ARC in Kubernetes mode issue with workflow nodes scheduling #3376

DenisPalnitsky · 2024-03-25T12:03:13Z

DenisPalnitsky
Mar 25, 2024

I'm testing ARC in Kubernetes mode, and I can't figure out how it could work reliably without failing jobs. Here's the problem I'm facing.

Input:

Kubernetes has nodes, and each node has a certain resource capacity. Based on that capacity, Kubernetes schedules pods on specific nodes.
To run a job, ARC creates two pods: a runner and a workflow (the one that actually runs the job). Both of these pods must have a single PV (Persistent Volume) assigned.

Imagine that we have small nodes that can only accommodate three containers. In that scenario, if ARC needs to schedule two jobs, it will schedule "Runner Pod 1" and "Workflow Pod 1" on the first node. Then, to run the second job, it will schedule "Runner Pod 2" on the first node, but the node will run out of capacity. Therefore, "Workflow Pod 2" cannot be scheduled on Node1 (due to no resources) and cannot be scheduled on Node2 because the PV is attached to Node1. This causes the job to fail.

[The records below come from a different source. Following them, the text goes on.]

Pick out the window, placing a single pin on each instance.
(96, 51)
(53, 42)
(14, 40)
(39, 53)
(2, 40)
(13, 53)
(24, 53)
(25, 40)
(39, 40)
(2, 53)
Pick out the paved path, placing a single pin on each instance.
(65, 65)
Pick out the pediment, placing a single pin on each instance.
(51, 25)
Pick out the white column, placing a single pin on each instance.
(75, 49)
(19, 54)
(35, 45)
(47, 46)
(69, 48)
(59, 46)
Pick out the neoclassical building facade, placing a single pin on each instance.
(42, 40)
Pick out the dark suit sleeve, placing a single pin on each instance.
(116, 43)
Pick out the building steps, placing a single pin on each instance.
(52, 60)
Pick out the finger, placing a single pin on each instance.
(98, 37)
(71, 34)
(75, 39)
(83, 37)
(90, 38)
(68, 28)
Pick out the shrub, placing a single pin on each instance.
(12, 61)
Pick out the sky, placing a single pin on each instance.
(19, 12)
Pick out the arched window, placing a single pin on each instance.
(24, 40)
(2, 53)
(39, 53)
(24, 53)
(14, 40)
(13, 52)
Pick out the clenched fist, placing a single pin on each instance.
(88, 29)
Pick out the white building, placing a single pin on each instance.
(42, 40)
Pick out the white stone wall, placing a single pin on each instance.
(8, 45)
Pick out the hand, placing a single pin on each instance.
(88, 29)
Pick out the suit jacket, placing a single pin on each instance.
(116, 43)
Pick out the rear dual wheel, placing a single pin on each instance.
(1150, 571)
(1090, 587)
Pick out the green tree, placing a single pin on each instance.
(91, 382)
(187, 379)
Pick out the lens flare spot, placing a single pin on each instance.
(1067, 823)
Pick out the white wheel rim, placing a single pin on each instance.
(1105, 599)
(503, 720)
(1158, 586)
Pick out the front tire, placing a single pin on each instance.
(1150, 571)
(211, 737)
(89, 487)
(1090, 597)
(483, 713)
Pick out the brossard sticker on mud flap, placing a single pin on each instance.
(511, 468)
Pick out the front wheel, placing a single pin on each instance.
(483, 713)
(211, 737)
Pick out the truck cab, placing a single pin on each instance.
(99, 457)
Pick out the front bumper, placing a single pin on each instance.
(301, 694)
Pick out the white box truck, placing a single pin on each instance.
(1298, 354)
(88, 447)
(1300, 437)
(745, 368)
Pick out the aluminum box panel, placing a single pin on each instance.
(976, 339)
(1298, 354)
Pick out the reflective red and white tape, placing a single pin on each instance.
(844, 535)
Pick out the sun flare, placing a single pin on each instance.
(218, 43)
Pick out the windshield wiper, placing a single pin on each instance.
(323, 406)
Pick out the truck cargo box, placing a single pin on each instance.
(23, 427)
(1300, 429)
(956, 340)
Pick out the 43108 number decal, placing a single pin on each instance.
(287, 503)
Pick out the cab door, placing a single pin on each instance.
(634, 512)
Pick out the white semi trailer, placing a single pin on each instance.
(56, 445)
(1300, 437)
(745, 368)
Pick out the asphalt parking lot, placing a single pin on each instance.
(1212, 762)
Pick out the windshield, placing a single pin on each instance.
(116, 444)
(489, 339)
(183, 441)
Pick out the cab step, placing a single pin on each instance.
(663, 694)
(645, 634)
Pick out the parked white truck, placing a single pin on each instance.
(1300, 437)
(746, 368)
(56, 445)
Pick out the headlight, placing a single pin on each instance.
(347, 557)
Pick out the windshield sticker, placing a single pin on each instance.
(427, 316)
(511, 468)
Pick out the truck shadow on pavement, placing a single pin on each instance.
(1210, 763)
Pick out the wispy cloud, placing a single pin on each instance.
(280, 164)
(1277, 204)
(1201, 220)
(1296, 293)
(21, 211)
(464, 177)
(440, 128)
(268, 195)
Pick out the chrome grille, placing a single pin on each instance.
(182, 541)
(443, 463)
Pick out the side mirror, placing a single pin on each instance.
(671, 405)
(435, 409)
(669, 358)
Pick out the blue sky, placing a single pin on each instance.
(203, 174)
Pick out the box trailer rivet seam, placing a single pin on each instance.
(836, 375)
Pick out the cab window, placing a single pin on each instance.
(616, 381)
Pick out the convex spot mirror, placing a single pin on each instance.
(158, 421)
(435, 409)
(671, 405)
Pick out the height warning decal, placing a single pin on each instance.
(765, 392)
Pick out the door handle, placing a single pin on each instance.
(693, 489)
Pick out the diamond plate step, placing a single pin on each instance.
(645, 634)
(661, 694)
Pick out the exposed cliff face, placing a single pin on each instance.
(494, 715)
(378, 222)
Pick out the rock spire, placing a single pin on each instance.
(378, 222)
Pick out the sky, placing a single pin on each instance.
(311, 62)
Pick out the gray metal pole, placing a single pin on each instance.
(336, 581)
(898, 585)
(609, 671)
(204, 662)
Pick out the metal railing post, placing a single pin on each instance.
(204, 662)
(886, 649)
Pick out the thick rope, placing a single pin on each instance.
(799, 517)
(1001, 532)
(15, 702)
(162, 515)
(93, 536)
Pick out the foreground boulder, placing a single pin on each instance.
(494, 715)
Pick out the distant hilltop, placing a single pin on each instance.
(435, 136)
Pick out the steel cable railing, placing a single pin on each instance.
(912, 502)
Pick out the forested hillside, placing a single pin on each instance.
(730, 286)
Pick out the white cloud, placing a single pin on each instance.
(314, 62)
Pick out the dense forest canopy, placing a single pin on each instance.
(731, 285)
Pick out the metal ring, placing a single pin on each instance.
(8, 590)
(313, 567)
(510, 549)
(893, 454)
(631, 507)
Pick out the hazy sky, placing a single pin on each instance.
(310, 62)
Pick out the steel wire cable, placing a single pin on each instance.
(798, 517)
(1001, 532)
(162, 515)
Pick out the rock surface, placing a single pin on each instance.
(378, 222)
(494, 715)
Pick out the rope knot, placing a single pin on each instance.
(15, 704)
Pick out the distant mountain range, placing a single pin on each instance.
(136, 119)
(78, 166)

With larger nodes, the situation may get even worse. Kubernetes can schedule multiple Runner Pods on one node, and there will be no capacity to schedule multiple workflow jobs there.

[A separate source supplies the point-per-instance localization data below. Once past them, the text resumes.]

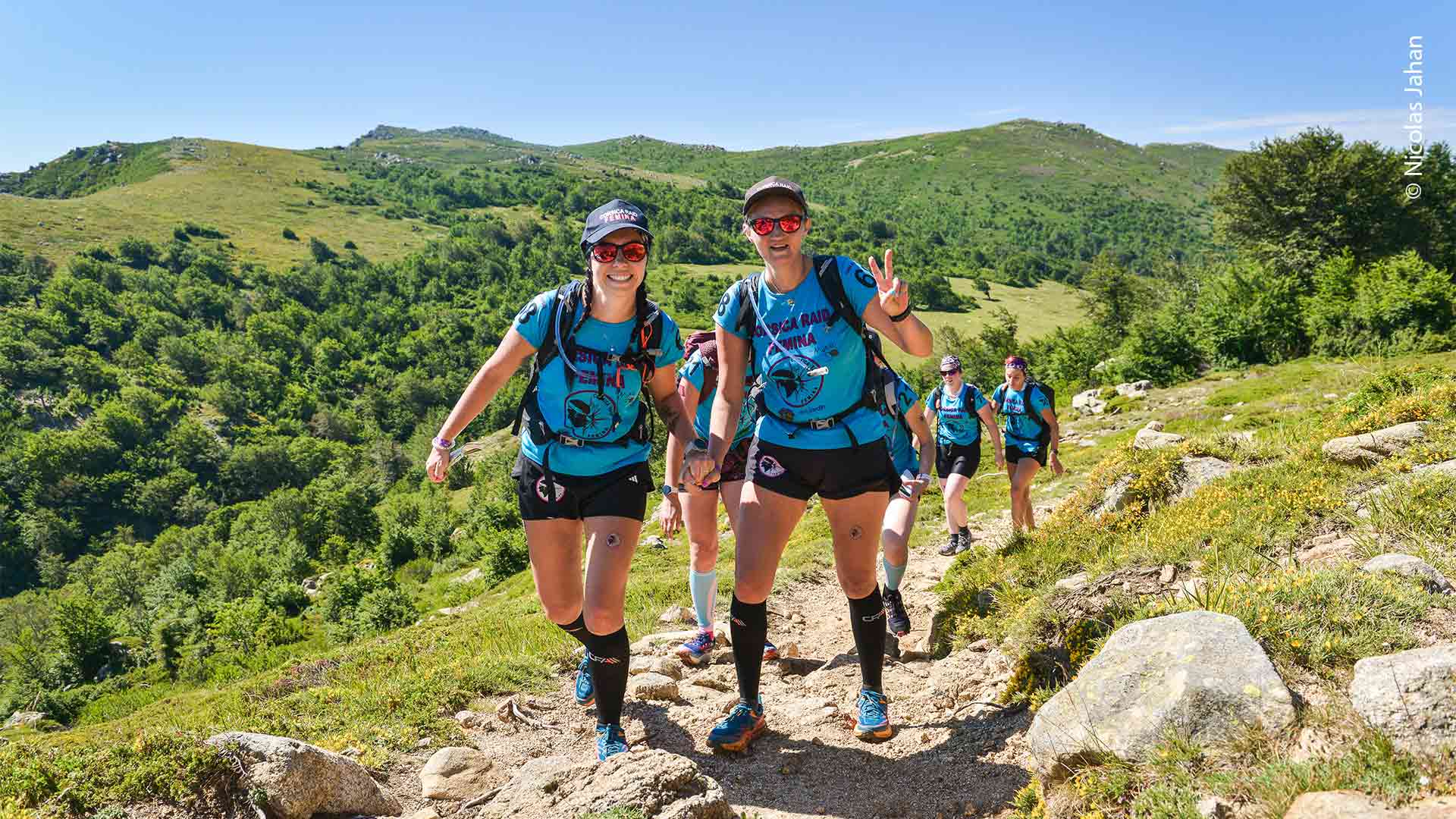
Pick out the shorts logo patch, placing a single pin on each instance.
(541, 490)
(769, 466)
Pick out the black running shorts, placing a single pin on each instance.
(957, 458)
(620, 493)
(1015, 453)
(833, 474)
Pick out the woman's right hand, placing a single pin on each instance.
(438, 464)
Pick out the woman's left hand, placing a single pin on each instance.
(894, 295)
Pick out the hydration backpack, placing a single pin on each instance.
(1044, 435)
(642, 352)
(878, 385)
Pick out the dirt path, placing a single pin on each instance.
(948, 757)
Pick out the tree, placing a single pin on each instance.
(1310, 196)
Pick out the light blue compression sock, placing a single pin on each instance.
(705, 594)
(893, 573)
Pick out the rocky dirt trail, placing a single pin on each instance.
(952, 752)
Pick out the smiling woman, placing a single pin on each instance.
(599, 343)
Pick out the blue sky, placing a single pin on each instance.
(737, 74)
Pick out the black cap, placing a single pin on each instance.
(775, 186)
(613, 216)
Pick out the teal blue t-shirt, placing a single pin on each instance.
(811, 369)
(897, 433)
(1021, 431)
(574, 406)
(693, 372)
(956, 414)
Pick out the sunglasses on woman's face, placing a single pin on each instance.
(764, 224)
(606, 251)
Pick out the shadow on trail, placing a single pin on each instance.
(785, 774)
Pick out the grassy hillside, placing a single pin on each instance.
(249, 193)
(383, 694)
(89, 169)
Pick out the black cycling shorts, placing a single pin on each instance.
(620, 493)
(957, 458)
(833, 474)
(1015, 453)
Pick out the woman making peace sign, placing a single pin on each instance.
(799, 325)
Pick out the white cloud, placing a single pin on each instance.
(1375, 124)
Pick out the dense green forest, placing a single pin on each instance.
(187, 438)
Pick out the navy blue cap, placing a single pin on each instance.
(613, 216)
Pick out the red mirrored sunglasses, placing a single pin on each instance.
(764, 224)
(606, 251)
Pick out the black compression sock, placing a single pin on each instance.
(867, 618)
(577, 629)
(748, 627)
(610, 657)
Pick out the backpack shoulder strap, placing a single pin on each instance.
(833, 287)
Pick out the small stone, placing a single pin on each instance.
(654, 687)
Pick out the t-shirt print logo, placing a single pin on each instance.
(792, 376)
(588, 414)
(541, 490)
(770, 466)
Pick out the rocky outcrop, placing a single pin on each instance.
(302, 780)
(1090, 403)
(1373, 447)
(1410, 697)
(457, 773)
(1153, 438)
(1411, 566)
(1354, 805)
(660, 784)
(1197, 673)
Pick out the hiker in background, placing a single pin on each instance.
(800, 322)
(696, 507)
(908, 438)
(582, 471)
(1031, 436)
(959, 410)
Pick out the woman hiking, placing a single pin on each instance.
(582, 471)
(799, 325)
(959, 410)
(908, 436)
(1031, 436)
(696, 507)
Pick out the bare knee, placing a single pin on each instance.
(601, 620)
(561, 611)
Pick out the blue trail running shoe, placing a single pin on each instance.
(874, 716)
(742, 726)
(698, 648)
(610, 739)
(585, 691)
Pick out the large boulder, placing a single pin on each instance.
(1354, 805)
(22, 719)
(658, 784)
(1410, 697)
(1153, 438)
(302, 780)
(1090, 403)
(1411, 566)
(1375, 447)
(1194, 673)
(457, 773)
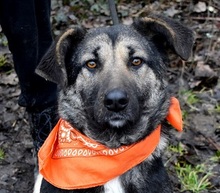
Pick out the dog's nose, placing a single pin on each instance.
(116, 100)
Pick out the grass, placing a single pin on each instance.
(179, 149)
(2, 154)
(193, 178)
(216, 158)
(3, 61)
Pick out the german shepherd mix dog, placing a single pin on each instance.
(113, 90)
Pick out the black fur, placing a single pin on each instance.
(83, 89)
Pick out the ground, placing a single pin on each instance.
(193, 156)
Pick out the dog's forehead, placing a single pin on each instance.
(120, 37)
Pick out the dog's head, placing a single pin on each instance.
(112, 79)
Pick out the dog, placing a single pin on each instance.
(113, 90)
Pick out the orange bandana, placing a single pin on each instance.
(70, 160)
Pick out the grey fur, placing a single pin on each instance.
(83, 90)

The fundamental problem is that when a job is scheduled, K8s needs to know in advance the resources that will be used by two pods (runner and worker), and there is no way to let the k8s scheduler know that in advance because the second pod is created by the first one.

Is there anything I'm missing that could address this issue?

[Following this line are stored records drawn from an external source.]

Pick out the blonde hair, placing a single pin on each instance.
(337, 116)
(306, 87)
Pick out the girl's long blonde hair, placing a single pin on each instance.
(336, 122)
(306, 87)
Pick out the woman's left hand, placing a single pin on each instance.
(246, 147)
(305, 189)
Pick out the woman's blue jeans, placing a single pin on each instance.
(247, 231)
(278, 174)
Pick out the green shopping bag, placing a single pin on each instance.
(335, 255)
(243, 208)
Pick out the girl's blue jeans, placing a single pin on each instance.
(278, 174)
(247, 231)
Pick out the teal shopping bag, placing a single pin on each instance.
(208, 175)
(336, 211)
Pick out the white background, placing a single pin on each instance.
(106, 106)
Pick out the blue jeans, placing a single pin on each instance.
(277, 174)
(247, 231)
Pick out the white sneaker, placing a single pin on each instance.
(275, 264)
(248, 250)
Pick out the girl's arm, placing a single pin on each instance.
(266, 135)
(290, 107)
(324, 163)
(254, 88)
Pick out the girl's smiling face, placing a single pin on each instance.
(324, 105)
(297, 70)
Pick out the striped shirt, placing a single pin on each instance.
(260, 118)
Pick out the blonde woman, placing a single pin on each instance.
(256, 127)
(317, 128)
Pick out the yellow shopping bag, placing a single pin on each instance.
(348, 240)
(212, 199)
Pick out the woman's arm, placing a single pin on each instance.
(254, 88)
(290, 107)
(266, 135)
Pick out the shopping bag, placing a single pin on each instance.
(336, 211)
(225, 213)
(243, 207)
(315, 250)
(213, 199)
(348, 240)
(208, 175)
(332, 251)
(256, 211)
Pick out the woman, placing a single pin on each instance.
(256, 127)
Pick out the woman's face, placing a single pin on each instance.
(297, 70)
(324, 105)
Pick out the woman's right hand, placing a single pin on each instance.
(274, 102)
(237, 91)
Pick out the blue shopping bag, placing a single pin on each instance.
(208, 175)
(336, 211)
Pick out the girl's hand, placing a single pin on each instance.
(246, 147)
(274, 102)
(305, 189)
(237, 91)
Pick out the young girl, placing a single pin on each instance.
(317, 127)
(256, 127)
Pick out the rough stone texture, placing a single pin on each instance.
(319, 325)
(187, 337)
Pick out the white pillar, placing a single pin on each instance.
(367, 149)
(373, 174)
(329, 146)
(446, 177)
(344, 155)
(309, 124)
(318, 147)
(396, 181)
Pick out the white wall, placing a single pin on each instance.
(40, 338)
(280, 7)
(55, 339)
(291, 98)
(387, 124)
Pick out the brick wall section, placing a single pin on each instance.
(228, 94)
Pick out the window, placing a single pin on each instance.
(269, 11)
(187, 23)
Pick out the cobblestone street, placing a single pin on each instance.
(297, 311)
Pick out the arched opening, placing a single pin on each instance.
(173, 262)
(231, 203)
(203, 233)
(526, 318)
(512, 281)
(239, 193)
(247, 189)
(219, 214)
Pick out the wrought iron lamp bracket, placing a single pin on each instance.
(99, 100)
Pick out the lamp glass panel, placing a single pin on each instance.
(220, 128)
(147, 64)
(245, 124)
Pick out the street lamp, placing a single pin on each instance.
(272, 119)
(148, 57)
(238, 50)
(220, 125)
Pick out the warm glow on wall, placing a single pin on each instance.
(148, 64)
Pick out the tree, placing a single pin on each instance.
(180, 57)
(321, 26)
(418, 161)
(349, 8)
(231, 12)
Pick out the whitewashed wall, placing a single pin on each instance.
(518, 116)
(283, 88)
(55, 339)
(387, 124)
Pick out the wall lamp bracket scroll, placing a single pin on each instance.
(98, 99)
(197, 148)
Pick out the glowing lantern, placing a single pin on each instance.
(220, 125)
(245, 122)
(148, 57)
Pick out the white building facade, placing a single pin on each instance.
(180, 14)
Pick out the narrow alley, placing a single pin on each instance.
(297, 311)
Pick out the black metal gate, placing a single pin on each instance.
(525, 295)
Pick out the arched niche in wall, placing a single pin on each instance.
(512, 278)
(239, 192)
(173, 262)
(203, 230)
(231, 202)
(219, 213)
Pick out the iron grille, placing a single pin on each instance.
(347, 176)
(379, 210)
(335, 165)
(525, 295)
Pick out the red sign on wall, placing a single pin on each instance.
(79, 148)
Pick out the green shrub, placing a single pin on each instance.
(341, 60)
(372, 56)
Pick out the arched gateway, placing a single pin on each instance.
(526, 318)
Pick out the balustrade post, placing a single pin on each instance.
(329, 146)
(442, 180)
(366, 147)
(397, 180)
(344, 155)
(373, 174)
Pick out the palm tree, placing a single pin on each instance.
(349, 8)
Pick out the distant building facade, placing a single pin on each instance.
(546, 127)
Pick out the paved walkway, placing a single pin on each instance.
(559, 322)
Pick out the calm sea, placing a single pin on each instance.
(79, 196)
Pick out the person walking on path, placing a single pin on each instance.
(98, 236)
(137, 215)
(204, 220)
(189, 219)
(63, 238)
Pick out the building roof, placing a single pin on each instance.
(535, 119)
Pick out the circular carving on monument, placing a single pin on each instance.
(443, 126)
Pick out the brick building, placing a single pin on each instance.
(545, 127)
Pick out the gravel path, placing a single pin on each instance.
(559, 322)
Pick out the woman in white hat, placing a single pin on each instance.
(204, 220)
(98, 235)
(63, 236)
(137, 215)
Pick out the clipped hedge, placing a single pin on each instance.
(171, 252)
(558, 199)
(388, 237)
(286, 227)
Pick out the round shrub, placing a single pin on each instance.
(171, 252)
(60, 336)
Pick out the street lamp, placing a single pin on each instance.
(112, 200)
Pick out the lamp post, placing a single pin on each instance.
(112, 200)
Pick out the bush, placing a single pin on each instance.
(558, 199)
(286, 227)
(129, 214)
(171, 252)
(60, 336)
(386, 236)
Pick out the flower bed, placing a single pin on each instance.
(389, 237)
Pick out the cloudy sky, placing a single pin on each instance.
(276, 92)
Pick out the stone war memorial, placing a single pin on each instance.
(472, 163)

DenisPalnitsky · 2024-05-06T08:49:53Z

DenisPalnitsky
May 6, 2024
Author

One of the ideas to address this issue and get rid of PVs is to push required data from runner pod to a workflow pod using cpToPod function. I tested this approach on workflows running in a custom container and did not find any issues.
@nikola-jokic I would love to hear you feedback on that and finalize the PR if the idea seems reasonable

0 replies

hawkesn · 2024-08-23T16:14:14Z

hawkesn
Aug 23, 2024

I am also running into this same issue with using Kubernetes mode. There are some alternative options I thought of (some are not GREAT though...):

Instead of sharing a PV that's mounted direct to the node (eg. EBS on AWS), share a PV that's network-attached (eg. EFS on AWS) so the workflow pod doesn't have to go on the same node. This would require the workflow pod to allow being scheduled 'anywhere' (or based on some affinity/nodeSelector).
You can put in a podAntiAffinity on the runner pod using topologyKey: <hostname>. This essentially means you have a dedicated node PER runner + workflow pod. This could be horribly inefficient if you've selected the wrong node size. You would need to force an appropriately sized node. (Eg. runner pod needs 2 cpu + workflow pod needs 8 = Use a node that has at least 10 CPU). This doesn't scale well organizationally either if you have runners of varying sizes, you would need to create a "node pool" per runner. This also doesn't scale well if you have a complex workflow (eg. matrix in your GHA workflow.yaml because it would need to provision more nodes per runner, and this breaks if the subsequent runners/workers have different compute/memory requests.)
runner and workflow in the same pod but as different containers. When it comes to pod scheduling, Kubernetes looks at the total requests of a given pod and it's containers to find an appropriately sized node. There won't be scheduling issues because the total size (ie. runner+workflow) is already known. It's also easier to share data between two containers in the same pod - you don't need to create a PV if it uses ephemeral disk and the containers have mounted each other's file paths. This approach would work even with subsequent runner+workflow spawns in matrix or otherwise since the relationship is always 1-1. This design is actually how the Kubernetes Plugin for Jenkins works.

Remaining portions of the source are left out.